TSML (Time Series Machine Learning)
2019-07-23 , Room 349

TSML is a package for time series data processing, classification, and prediction. It provides common API for ML libraries from Python's ScikitLearn, R's caret, and native Julia MLs for seamless integration of heterogenous libraries to create complex ensembles for robust time-series preprocessing, prediction, clustering, and classification.


Over the past years, the industrial sector has seen many innovations brought about by automation. Inherent in this automation is the installation of sensor networks for status monitoring and data collection. One of the major challenges in these data-rich environments is how to extract and exploit information from these large volume of data to detect anomalies, discover patterns to reduce downtimes and manufacturing errors, reduce energy usage, etc.

To address these issues, we developed TSML package. It leverages AI and ML libraries from ScikitLearn, Caret, and Julia as building blocks in processing huge amount of industrial time series data.
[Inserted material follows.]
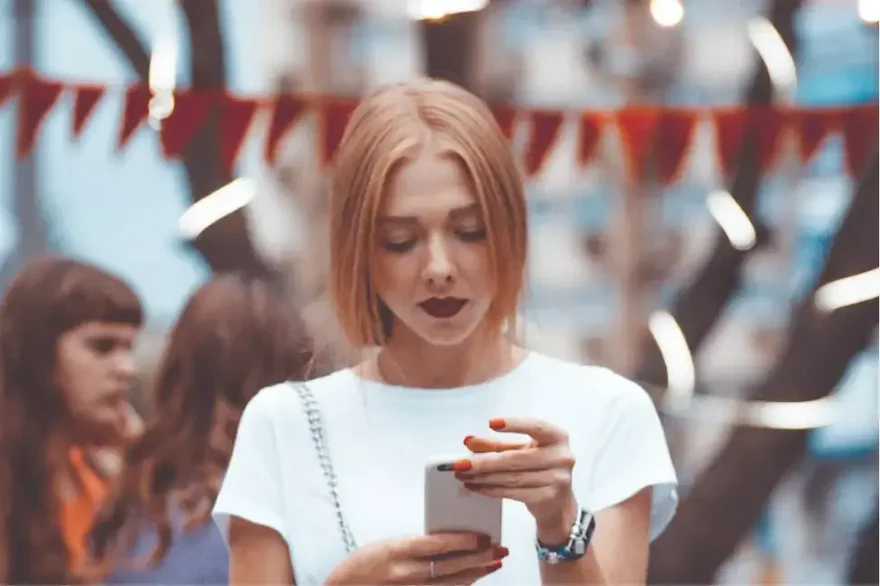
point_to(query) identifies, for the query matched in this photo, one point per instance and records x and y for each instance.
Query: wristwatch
(578, 541)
It has the following characteristics:
- TS data type clustering/classification for automatic data discovery
- TS aggregation based on date/time interval
- TS imputation based on symmetric Nearest Neighbors
- TS statistical metrics for data quality assessment
- TS ML wrapper with more than 100+ libraries from caret, scikitlearn, and julia
- TS date/value matrix conversion of 1-D TS using sliding windows for ML input
- Common API wrappers for ML libs from JuliaML, PyCall, and RCall
- Pipeline API allows high-level description of the processing workflow
- Specific cleaning/normalization workflow based on data type
- Automatic selection of optimised ML model
- Automatic segmentation of time-series data into matrix form for ML training and prediction
- Easily extensible architecture by using just two main interfaces: fit and transform
- Meta-ensembles for robust prediction
- Support for distributed computation, for scalability, and speed

TSML uses a pipeline which iteratively calls the fit and transform families of functions relying on multiple dispatch to select the correct algorithm. Machine learning functions in TSML are wrappers to the corresponding Scikit-learn, Caret, and native Julia ML libraries. There are more than hundred classifiers and regression functions available using a common API.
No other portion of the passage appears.